Operational Examples for Modifying a Database Command Prior to
Execution when a Database Command References Restricted
Attributes
[0058] This section provides descriptions of several scenarios and
corresponding operational examples for determining whether a
database command references restricted attributes and modifying the
database command prior to execution in the event that the database
command does reference restricted attributes. For the purposes of
explanation, assume that a user of a system, as depicted in FIG. 2,
is causing database application 220 to submit a query 221 to access
table t2, as depicted in FIG. 1. Further, assume that attribute
restriction metadata 243 indicates that "SALARY" and "SSN" are
restricted attributes. Additionally, assume that attribute
restriction metadata 243 indicates that if an non-managerial
employee requests information from the "SALARY" attribute, then the
non-managerial employee may only access their own salary
information; however, if a manager requests information from the
"SALARY" attribute, then the manager may access salaries for people
who are in the manager's department but not for people who are
outside of the manager's department.
[0059] Scenario 1: Someone requests data from an unrestricted
attribute. For example, John enters a query requesting to see all
of the names and IDs for all people in table t2. In this case, user
210 is John who uses the database application 220 to issue a query
221, which comprises a query as depicted in Q1 below:
[0060] Q1:
[0061] SELECT name, id
[0062] FROM t2
[0063] In operational example 1 for scenario 1, database server 230
intercepts query 221. The semantic analyzer 231 obtains the list of
restricted attributes (e.g., "SALARY" and "SSN") from the attribute
restriction metadata 243. Semantic analyzer 231 scans query 221 and
compares the restricted attributes to the attributes referenced in
query 221. In this case, "NAME" and "ID" are the attributes
referenced in query 221 and these referenced attributes are not
restricted attributes.

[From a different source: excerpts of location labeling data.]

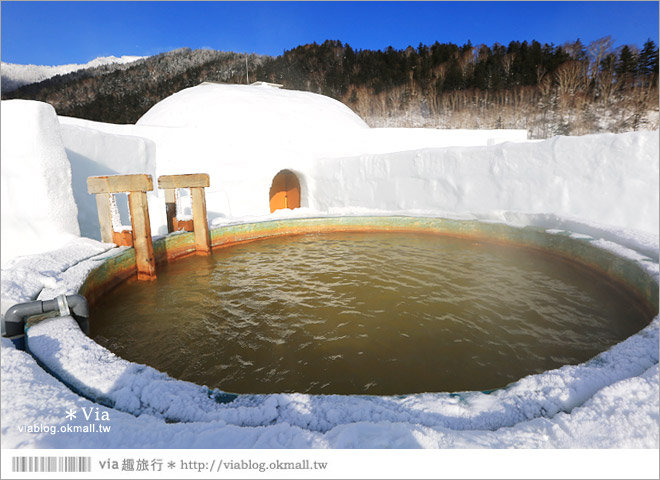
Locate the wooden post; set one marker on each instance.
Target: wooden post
(200, 222)
(196, 182)
(144, 247)
(170, 208)
(136, 186)
(105, 217)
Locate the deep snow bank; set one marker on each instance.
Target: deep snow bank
(92, 152)
(607, 178)
(38, 209)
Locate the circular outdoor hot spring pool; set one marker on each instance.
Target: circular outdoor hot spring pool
(365, 313)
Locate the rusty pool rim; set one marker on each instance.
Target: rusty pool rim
(626, 273)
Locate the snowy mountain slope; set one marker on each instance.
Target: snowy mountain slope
(15, 76)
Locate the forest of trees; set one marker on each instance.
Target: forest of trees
(570, 89)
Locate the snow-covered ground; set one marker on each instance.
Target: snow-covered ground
(15, 75)
(601, 189)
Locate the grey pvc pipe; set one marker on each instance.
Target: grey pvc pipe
(13, 323)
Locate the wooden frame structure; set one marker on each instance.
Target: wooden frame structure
(196, 182)
(137, 187)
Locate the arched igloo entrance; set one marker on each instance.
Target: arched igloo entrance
(285, 191)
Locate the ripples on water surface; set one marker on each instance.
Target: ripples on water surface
(377, 313)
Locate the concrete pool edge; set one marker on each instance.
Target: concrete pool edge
(628, 274)
(507, 399)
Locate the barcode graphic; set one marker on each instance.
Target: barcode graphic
(51, 464)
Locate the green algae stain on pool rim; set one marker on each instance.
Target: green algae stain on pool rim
(236, 331)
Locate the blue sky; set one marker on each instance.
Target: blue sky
(53, 33)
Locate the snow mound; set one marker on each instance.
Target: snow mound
(38, 209)
(261, 110)
(15, 75)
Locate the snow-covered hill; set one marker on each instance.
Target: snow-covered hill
(15, 76)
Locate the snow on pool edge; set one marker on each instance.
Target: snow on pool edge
(144, 391)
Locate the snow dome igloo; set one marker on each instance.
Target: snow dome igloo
(546, 187)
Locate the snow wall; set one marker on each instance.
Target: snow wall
(92, 152)
(349, 167)
(38, 209)
(611, 179)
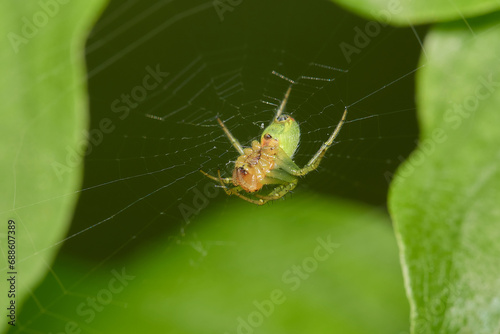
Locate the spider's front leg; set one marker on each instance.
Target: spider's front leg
(316, 159)
(226, 180)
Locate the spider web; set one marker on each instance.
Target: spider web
(142, 175)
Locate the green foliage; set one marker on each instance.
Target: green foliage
(410, 12)
(445, 198)
(43, 115)
(238, 257)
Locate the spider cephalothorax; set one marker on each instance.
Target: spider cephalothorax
(252, 167)
(270, 161)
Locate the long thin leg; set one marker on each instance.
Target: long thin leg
(279, 191)
(316, 159)
(284, 102)
(231, 138)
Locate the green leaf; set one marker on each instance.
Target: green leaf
(410, 12)
(43, 94)
(265, 269)
(445, 198)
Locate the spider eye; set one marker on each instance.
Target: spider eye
(282, 118)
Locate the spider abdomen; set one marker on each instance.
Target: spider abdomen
(253, 166)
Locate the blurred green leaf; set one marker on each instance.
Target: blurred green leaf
(240, 258)
(43, 117)
(410, 12)
(445, 198)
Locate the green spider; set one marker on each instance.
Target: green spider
(270, 161)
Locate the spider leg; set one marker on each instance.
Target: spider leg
(231, 138)
(218, 179)
(316, 159)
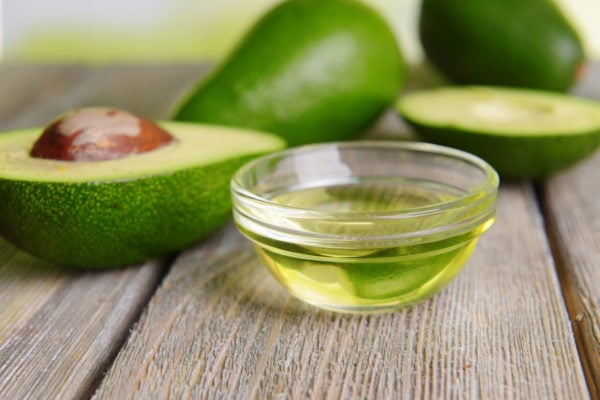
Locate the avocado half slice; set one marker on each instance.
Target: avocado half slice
(102, 214)
(522, 133)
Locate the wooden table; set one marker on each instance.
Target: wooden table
(521, 321)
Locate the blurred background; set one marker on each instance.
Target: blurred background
(174, 31)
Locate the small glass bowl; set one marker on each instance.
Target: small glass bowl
(365, 226)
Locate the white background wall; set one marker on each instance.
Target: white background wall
(183, 30)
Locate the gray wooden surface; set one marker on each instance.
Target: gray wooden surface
(521, 321)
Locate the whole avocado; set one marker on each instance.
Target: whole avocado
(523, 43)
(308, 70)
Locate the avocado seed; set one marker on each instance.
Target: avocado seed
(95, 134)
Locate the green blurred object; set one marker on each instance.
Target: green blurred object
(524, 43)
(308, 70)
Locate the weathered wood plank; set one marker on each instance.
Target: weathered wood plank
(573, 216)
(60, 328)
(219, 327)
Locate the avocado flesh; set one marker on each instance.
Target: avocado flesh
(104, 214)
(521, 43)
(522, 133)
(308, 70)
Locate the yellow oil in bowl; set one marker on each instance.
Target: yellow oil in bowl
(355, 237)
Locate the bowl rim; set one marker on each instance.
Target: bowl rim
(478, 194)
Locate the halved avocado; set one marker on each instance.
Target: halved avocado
(102, 214)
(522, 133)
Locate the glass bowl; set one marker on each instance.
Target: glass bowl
(365, 226)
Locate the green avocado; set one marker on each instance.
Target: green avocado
(308, 70)
(523, 43)
(523, 133)
(102, 214)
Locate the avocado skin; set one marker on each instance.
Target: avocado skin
(116, 223)
(523, 43)
(308, 70)
(519, 156)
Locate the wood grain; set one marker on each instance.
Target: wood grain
(573, 211)
(219, 327)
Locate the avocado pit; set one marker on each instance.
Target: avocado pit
(97, 134)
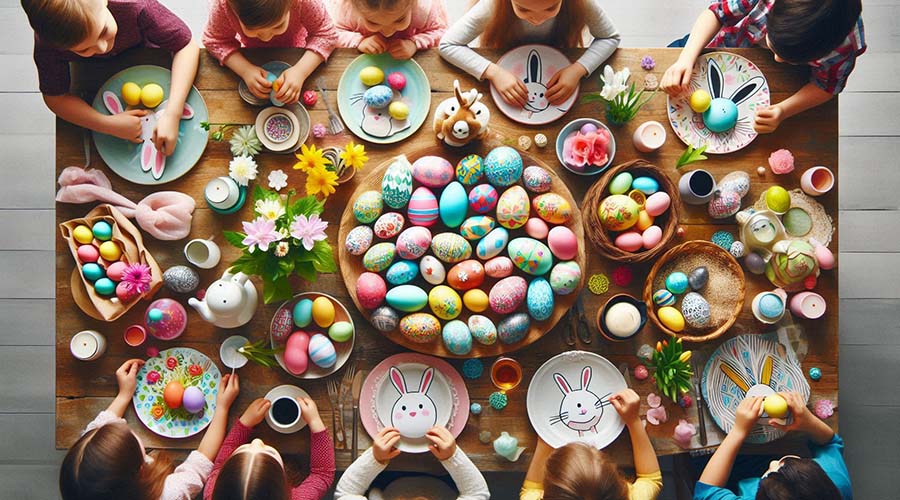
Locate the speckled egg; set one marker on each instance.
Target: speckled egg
(389, 225)
(432, 171)
(503, 166)
(565, 277)
(508, 294)
(368, 207)
(379, 257)
(451, 247)
(537, 179)
(358, 240)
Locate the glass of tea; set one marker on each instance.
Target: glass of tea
(506, 373)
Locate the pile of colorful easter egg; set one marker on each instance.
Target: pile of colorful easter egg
(475, 251)
(631, 210)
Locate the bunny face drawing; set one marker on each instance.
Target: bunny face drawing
(414, 412)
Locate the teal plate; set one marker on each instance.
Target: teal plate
(123, 157)
(365, 122)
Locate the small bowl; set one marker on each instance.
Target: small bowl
(574, 126)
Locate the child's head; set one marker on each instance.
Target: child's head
(254, 470)
(109, 462)
(800, 31)
(262, 19)
(385, 16)
(86, 27)
(795, 478)
(578, 471)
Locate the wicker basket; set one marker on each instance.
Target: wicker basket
(714, 255)
(602, 238)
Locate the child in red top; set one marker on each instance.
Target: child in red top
(270, 23)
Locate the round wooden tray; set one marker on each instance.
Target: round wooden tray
(351, 265)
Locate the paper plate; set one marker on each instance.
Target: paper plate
(568, 400)
(755, 365)
(176, 423)
(447, 392)
(375, 125)
(736, 72)
(535, 65)
(123, 157)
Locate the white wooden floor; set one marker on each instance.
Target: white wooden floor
(869, 262)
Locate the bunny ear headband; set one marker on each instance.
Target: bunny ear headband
(165, 215)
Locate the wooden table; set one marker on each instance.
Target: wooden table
(83, 389)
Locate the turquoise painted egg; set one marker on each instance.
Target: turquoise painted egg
(565, 277)
(396, 185)
(476, 227)
(379, 257)
(539, 299)
(453, 204)
(433, 171)
(402, 272)
(368, 207)
(457, 338)
(503, 166)
(406, 298)
(530, 255)
(451, 247)
(423, 207)
(470, 170)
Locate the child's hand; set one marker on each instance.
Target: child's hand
(443, 444)
(564, 83)
(374, 44)
(255, 413)
(383, 446)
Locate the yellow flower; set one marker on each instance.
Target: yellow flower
(354, 155)
(310, 158)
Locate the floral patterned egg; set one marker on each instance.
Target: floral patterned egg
(396, 185)
(389, 225)
(553, 208)
(420, 327)
(507, 294)
(476, 227)
(503, 166)
(565, 277)
(513, 208)
(483, 198)
(530, 255)
(379, 257)
(537, 179)
(451, 247)
(358, 240)
(432, 171)
(470, 170)
(413, 242)
(368, 207)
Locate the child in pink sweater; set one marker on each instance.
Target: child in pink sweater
(399, 27)
(274, 24)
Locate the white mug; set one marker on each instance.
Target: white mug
(204, 254)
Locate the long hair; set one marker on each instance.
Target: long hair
(501, 31)
(108, 462)
(577, 471)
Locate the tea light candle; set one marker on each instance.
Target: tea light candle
(649, 137)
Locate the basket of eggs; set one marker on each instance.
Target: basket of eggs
(631, 213)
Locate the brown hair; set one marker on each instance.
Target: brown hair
(108, 462)
(260, 13)
(501, 31)
(577, 471)
(255, 475)
(58, 23)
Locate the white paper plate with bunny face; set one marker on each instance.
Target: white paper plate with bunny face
(568, 400)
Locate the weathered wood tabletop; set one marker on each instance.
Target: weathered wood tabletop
(85, 388)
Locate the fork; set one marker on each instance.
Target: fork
(334, 121)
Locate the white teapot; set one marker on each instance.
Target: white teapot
(229, 302)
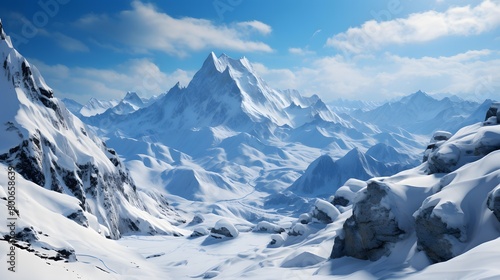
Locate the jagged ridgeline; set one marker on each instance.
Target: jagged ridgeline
(446, 206)
(49, 146)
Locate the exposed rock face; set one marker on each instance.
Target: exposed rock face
(371, 228)
(438, 138)
(434, 236)
(493, 202)
(216, 232)
(49, 146)
(493, 112)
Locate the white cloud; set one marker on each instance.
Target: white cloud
(257, 26)
(139, 75)
(144, 28)
(473, 75)
(419, 27)
(69, 43)
(300, 51)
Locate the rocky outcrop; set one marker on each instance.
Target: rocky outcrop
(49, 146)
(493, 202)
(435, 237)
(372, 227)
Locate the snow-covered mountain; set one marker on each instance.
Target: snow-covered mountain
(47, 145)
(228, 122)
(445, 207)
(95, 106)
(421, 113)
(245, 164)
(324, 176)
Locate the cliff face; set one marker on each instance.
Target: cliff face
(446, 206)
(49, 146)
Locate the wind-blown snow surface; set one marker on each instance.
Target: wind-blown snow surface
(230, 153)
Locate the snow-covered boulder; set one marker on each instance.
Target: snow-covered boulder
(265, 226)
(197, 219)
(453, 219)
(277, 240)
(493, 202)
(467, 145)
(200, 231)
(298, 230)
(345, 195)
(493, 112)
(438, 138)
(305, 218)
(223, 228)
(435, 236)
(382, 215)
(325, 212)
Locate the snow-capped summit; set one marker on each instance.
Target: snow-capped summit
(419, 113)
(95, 106)
(47, 145)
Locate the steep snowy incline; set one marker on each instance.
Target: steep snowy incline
(433, 213)
(419, 113)
(49, 146)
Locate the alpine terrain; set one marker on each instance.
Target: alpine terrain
(230, 178)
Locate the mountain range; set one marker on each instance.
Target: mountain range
(231, 178)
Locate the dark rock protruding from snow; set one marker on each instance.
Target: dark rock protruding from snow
(438, 138)
(325, 212)
(223, 228)
(493, 202)
(371, 228)
(434, 236)
(493, 112)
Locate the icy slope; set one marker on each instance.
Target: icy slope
(324, 176)
(95, 106)
(445, 207)
(49, 146)
(420, 113)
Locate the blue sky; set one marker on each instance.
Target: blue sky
(369, 50)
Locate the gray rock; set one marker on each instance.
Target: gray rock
(434, 235)
(218, 232)
(369, 232)
(493, 111)
(79, 218)
(493, 202)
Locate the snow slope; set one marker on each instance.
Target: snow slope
(421, 113)
(49, 146)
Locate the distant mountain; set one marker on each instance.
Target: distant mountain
(324, 176)
(348, 106)
(232, 128)
(73, 106)
(419, 113)
(95, 106)
(47, 145)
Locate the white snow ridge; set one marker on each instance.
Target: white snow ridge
(228, 178)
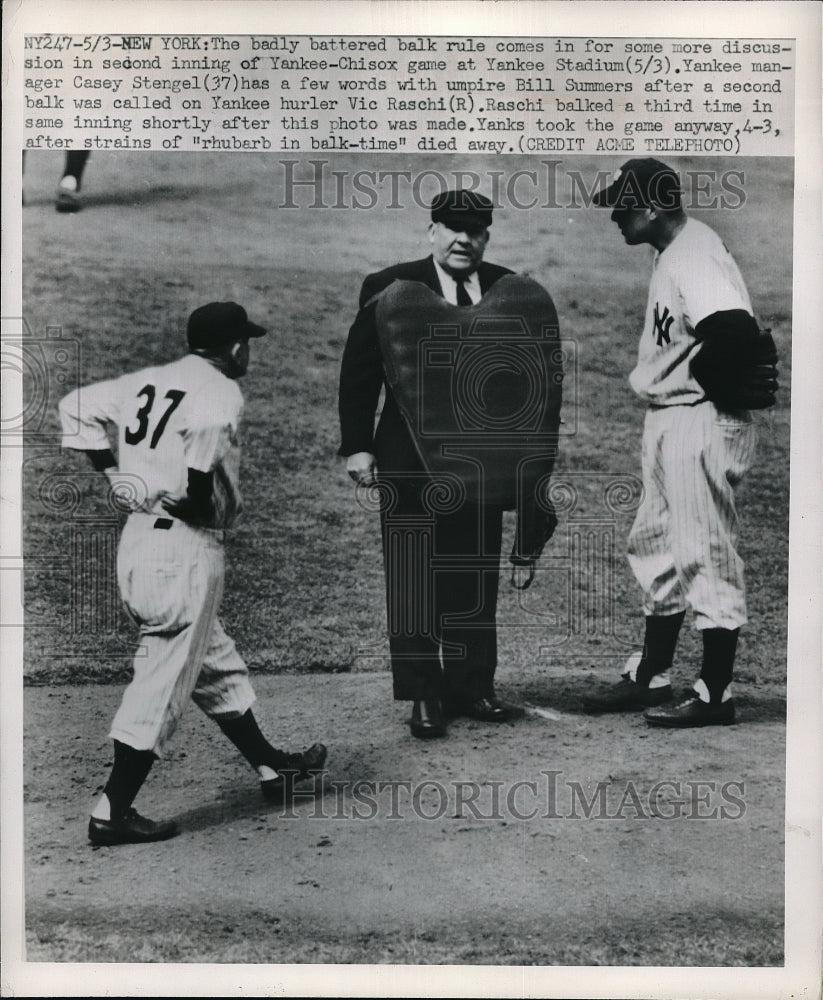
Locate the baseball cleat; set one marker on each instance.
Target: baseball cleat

Therefore, the semantic analyzer 231 does
not invoke the policy function 232 and the database server 230
returns the data for attributes "NAME" and "ID" from all of the
rows 111-117 of table t2 to user 210.
[0064] Scenario 2: An employee who is not a manager requests data
from a restricted attribute. For example, John enters a query
requesting to see all of the names and salaries for all people. In
this case, user 210 is John who uses the database application 220
to issue a query 221, which comprises a query as depicted in Q2
below:
[0065] Q2:
[0066] SELECT name, salary
[0067] FROM t2
[0068] In operational example 2 for scenario 2, query 221
references the attributes "NAME" and "SALARY". In comparing the
referenced attributes to the restricted attributes, the semantic
analyzer 231 determines that "SALARY" is a restricted attribute.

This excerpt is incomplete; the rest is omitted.